Koonal Shah, a health economist at the OHE, has been part of a team[2] researching how well QALYs assess cancer patients’ health gains from treatment.  He presented key findings in June 2010 at the annual conference of Health Technology Assessment International.

QALYs are calculated by multiplying the duration of each health state experienced by patients by the value ascribed to that state.  Health states are measured using instruments such as the EQ-5D; valuations are based on the preferences of a sample of the general population.

According to Mr Shah, existing methods for constructing QALYs may be deficient for cancer patients in three respects: descriptions of health state, valuation of health state and the source of values upon which measures are based.

Existing measures of health are either not sensitive enough or not attuned to cancer patients’ actual preferences.  For example, evidence suggests that the EQ-5D instrument does not capture the small changes in health that often are very important to cancer patients.
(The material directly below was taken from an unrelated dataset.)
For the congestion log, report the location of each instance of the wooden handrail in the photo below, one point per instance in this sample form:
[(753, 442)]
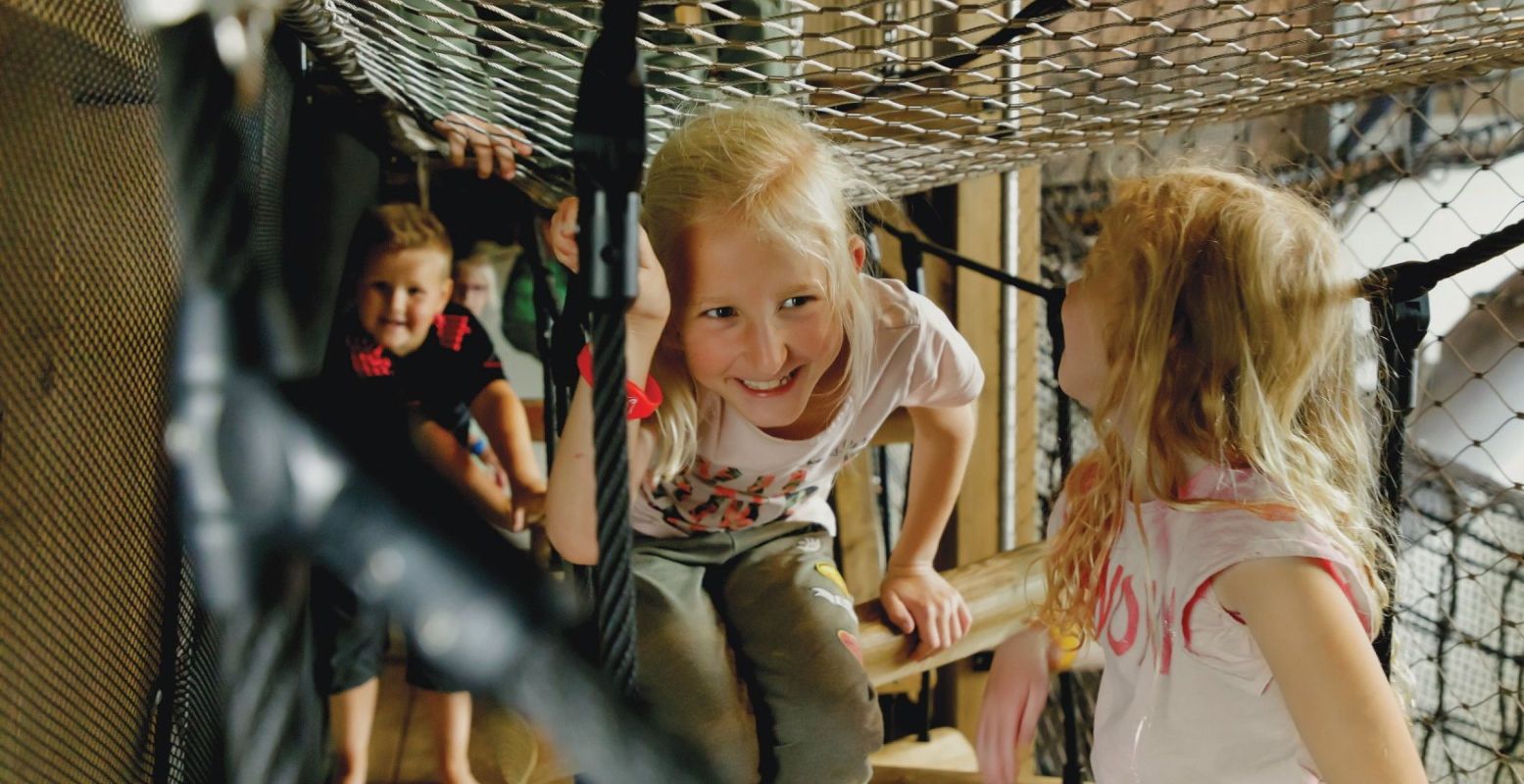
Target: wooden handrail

Valuation of health states for cancer patients using traditional methods also encounters problems.  For example, the time trade-off (TTO) method assumes that the rate at which people are willing to trade life expectancy for  improvements in quality of life is the same under all circumstances.  Research has shown, however, that (1) severely ill patients often are willing to sacrifice more life expectancy for smaller gains in health-related quality of life and (2) patients with less than one year to live are often unwilling to trade any time.

Whose values form the basis of health state valuations also matters.  NICE recommends that valuations of EQ-5D health states be based on the preferences of the general public. Descriptions of health states using EQ-5D, however, are too general to provide the public with a complete depiction of the patient experience. The public also tends to focus on the negative aspects of ill health, missing the fact that some areas of life are not seriously affected.  Finally, a discrepancy exists between the way patients actually adapt to ill health and healthy individuals’ perceptions of their own abilities to adapt. Overall, using the general public to value health states may overvalue interventions aimed at achieving perfect health and undervalue those aimed at prolonging life or achieving small improvements in HRQL.
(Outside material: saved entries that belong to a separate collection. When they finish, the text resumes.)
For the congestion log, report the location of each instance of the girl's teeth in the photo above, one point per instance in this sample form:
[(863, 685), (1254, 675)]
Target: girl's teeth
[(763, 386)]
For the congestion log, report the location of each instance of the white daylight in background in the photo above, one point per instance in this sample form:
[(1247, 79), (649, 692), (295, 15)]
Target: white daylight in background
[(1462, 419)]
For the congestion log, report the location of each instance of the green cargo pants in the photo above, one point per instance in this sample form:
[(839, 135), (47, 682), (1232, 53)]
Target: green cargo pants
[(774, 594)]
Mr Shah proposes three possible ways forward, given these concerns.  First, improve descriptions by adding dimensions or levels to EQ-5D and/or develop cancer-specific instruments.  Second, develop the TTO approach so that it captures the nuances of the relationship between remaining life and quality of life.  And, third, make health state descriptions more comprehensive and/or realistic to achieve better-informed valuations.

Download Garau, M., Shah, K.K., Mason, A.R., Wang, Q., Towse, A. and Drummond, M.F. (2010) Using QALYs in cancer:  Review of the methodological limitations. Research Paper. London: Office of Health Economics.

See also: Garau, M., Shah, K.K., Mason, A.R., Wang, Q., Towse, A. and Drummond, M.F. (2011) Using QALYs in cancer:  A review of the methodological limitations.  Pharmacoeconomics. 29(8), 673-685.

 


[1]http://www.nice.org.uk/newsroom/features/measuringeffectivenessandcosteffectivenesstheqaly.jsp

[2] The team also includes colleagues at OHE and Anne Masson and Professor Mike Drummond of the University of York’s Centre for Health Economics.